Mindmap of mayhem, 2021
acrylic, enamel marker and gold leaf on canvas
5 panels measuring 247 × 150 cm each (247 × 750 cm overall)
Mindmap of mayhem (detail)
Mindmap of mayhem (detail)
Tuan Andrew Nguyen の作品は、記憶の反芻を通して行われる政治的抵抗を探求しています。歴史や超自然現象から物語を抽出し、事実とフィクションを混ぜ合わせて再構築します。
2006年にプロペラ・グループを設立し、アート集団と広告会社の中間に位置する集団としてのプラットフォームを構築。同グループは、2015年のInternationale Kurzfilmtage Winterthur で、映画「The Living Need Light, The Dead Need Music」がグランプリを受賞したほか、ビデオプロジェクト「Television Commercial for Communism」が Creative Capital 賞を受賞するなど、数々の栄誉に輝いています。コレクティブは、シカゴで始まった大規模な巡回回顧展のほか、国際的な展覧会にも参加しており、「All the World's Futures」(ヴェネツィア・ビエンナーレ2015)、「Prospect.3, 2014年ニューオーリンズ・トリエンナーレ、Made in L.A. 2012(ベニス・ビーチ・ビエンナーレ2012)、The Ungovernables(ニューミュージアム・トリエンナーレ2012)、7thアジア・パシフィック・トリエンナーレ(クイーンズランド・アート・ギャラリー)などの数多くの国際展に参加しています。
Moongazing, 2021
enamel on bamboo, wire, 200 × 105 cm each section (4 sections total) overall dimensions 200 × 421 cm
他方、Wowy は、ベトナムで最も影響力のあるヒップホップアーティストの一人として認識されており、特に、若手ヒップホップアーティストのためのコンペティション「Rap Việt」でメンターを務めています。現代的なラップとベトナムの文化を融合させた彼の音楽は、貧しい地域で暮らすことの困難や、現代の社会的なタブーについて語っており、彼の生い立ちを反映しています。

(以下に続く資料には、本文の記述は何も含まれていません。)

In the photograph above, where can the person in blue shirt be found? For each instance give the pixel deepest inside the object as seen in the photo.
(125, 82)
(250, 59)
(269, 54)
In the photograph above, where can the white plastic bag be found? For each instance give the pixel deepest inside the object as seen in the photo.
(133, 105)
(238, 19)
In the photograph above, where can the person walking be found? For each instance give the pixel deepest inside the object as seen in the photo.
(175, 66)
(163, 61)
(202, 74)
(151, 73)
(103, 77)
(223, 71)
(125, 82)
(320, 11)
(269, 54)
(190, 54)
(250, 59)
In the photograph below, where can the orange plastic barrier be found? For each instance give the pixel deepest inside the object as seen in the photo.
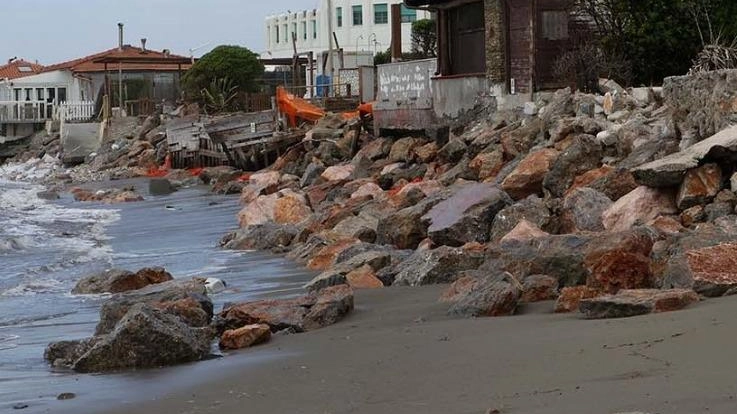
(295, 107)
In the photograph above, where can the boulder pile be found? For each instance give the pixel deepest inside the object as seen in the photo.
(592, 201)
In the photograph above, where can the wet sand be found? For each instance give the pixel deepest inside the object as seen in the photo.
(399, 353)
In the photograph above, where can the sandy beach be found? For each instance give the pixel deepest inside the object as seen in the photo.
(399, 353)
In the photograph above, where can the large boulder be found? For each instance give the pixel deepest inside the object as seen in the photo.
(487, 164)
(442, 265)
(618, 261)
(312, 311)
(538, 288)
(291, 208)
(259, 184)
(582, 155)
(403, 149)
(117, 281)
(629, 303)
(338, 172)
(259, 211)
(670, 170)
(144, 338)
(262, 237)
(570, 298)
(639, 206)
(453, 151)
(479, 295)
(531, 209)
(174, 290)
(527, 177)
(713, 269)
(559, 256)
(522, 232)
(466, 216)
(406, 228)
(331, 305)
(245, 336)
(700, 186)
(582, 211)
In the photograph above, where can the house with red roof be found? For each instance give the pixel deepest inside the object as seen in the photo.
(19, 68)
(77, 86)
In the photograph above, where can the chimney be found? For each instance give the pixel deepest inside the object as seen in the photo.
(120, 36)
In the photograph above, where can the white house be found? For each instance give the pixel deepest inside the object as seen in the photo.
(359, 25)
(70, 89)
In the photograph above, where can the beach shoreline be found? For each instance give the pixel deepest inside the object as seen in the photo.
(400, 353)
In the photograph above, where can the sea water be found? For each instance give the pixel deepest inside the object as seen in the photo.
(47, 246)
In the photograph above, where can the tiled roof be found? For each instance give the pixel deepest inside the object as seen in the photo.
(18, 69)
(87, 64)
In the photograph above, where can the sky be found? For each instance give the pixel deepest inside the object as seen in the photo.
(53, 31)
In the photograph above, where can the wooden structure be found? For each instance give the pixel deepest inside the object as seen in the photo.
(513, 43)
(249, 141)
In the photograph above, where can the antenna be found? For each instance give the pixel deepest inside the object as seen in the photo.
(194, 49)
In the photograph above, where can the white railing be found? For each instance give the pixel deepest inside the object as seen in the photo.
(75, 111)
(26, 111)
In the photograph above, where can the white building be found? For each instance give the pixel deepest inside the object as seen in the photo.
(359, 25)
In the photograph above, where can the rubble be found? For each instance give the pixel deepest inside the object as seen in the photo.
(594, 201)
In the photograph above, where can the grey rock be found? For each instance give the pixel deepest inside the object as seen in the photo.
(488, 295)
(532, 209)
(453, 151)
(118, 280)
(117, 306)
(582, 211)
(160, 186)
(582, 156)
(669, 171)
(263, 237)
(467, 215)
(441, 265)
(146, 338)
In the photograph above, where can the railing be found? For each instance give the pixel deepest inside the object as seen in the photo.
(76, 111)
(26, 111)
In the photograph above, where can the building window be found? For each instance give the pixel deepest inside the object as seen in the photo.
(555, 25)
(408, 15)
(358, 15)
(381, 14)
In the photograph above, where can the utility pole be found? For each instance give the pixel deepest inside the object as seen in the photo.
(330, 40)
(120, 69)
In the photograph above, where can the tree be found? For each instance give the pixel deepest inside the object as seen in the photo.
(237, 66)
(654, 39)
(424, 39)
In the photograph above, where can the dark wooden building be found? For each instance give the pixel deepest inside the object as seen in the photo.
(510, 44)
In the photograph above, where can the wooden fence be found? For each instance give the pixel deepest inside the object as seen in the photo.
(76, 111)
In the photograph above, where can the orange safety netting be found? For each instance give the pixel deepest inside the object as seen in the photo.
(162, 170)
(295, 107)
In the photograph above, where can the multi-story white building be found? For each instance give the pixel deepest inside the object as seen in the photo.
(359, 25)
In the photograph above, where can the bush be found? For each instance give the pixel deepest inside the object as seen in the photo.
(241, 67)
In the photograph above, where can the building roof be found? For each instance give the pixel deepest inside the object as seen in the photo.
(19, 68)
(423, 3)
(157, 61)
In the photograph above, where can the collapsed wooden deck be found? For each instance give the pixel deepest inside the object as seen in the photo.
(249, 141)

ヒップホップシンガーソングライターとしてのキャリアの中で、Wowy は数多くの称賛を受けてきました。その中には「Thiên Đàng」という曲で、Green Wave AwardのTop 10 Favourite Song of the Year、Zing Music Awards のMost Liked Rap/Hip Hop Song、zingchart のTop 1、YouTube Music Trending のTop 1などがあります。2014年、Wowy はWestern Digital の「Project: Sci-Fi Film Challenge in Vietnam」では、Thibaud Taillant 監督の「The Last Generation」で主役を演じ、最優秀男優賞を受賞しました。2019年には、第24回釜山国際映画祭で百花繚乱賞を受賞したTran Thanh Huy監督の「Ròm」で助演を務め、その主題歌「Chạy」を作曲しています。